Given that GPT-5 reportedly cost $100 million to train, being able to create one, even a terrible one, for $100, shows how the field keeps marching on.
Once you have your fine tuned model, then you wouldn't be paying OpenAI to use it, but it would need to be run somewhere, and those somewheres range in quality and price. Models come in various shapes and sizes and the bigger the model, the beefier (and more expensive to rent) a computer you need to operate this SaaS business.
If you want to teach an LLM to answer questions about private documents you should look into RAG or agentic search - techniques where the LLM can take a user's question and then look for additional information by searching some documents before answering.

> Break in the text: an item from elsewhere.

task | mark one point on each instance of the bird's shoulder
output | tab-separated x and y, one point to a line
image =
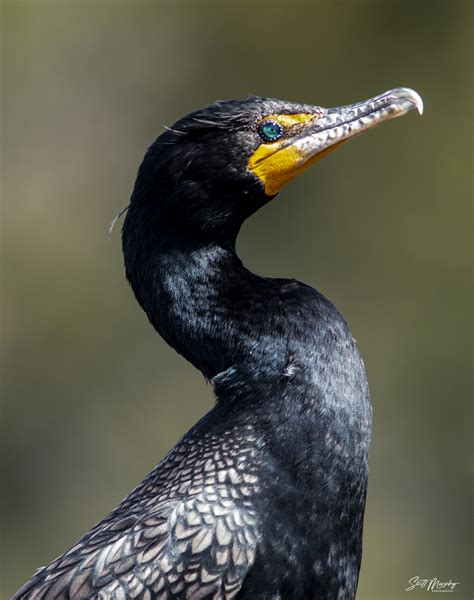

The good news is that these tricks work reasonably with small models that you can run on your own hardware - even a 4B or 8B model (a few GBs to download) can often handle these cases.
But... even then, it's still usually cheaper to pay for the APIs from OpenAI and suchlike. Their API costs are so low that it's hard to save money by running your own model somewhere, since you have to pay to keep it in RAM the whole time while OpenAI share that cost between thousands of users.
Tepix•3mo ago
From the readme:
All code will run just fine on even a single GPU by omitting torchrun, and will produce ~identical results (code will automatically switch to gradient accumulation), but you'll have to wait 8 times longer. If your GPU(s) have less than 80GB, you'll have to tune some of the hyperparameters or you will OOM / run out of VRAM. Look for --device_batch_size in the scripts and reduce it until things fit. E.g. from 32 (default) to 16, 8, 4, 2, or even 1. Less than that you'll have to know a bit more what you're doing and get more creative.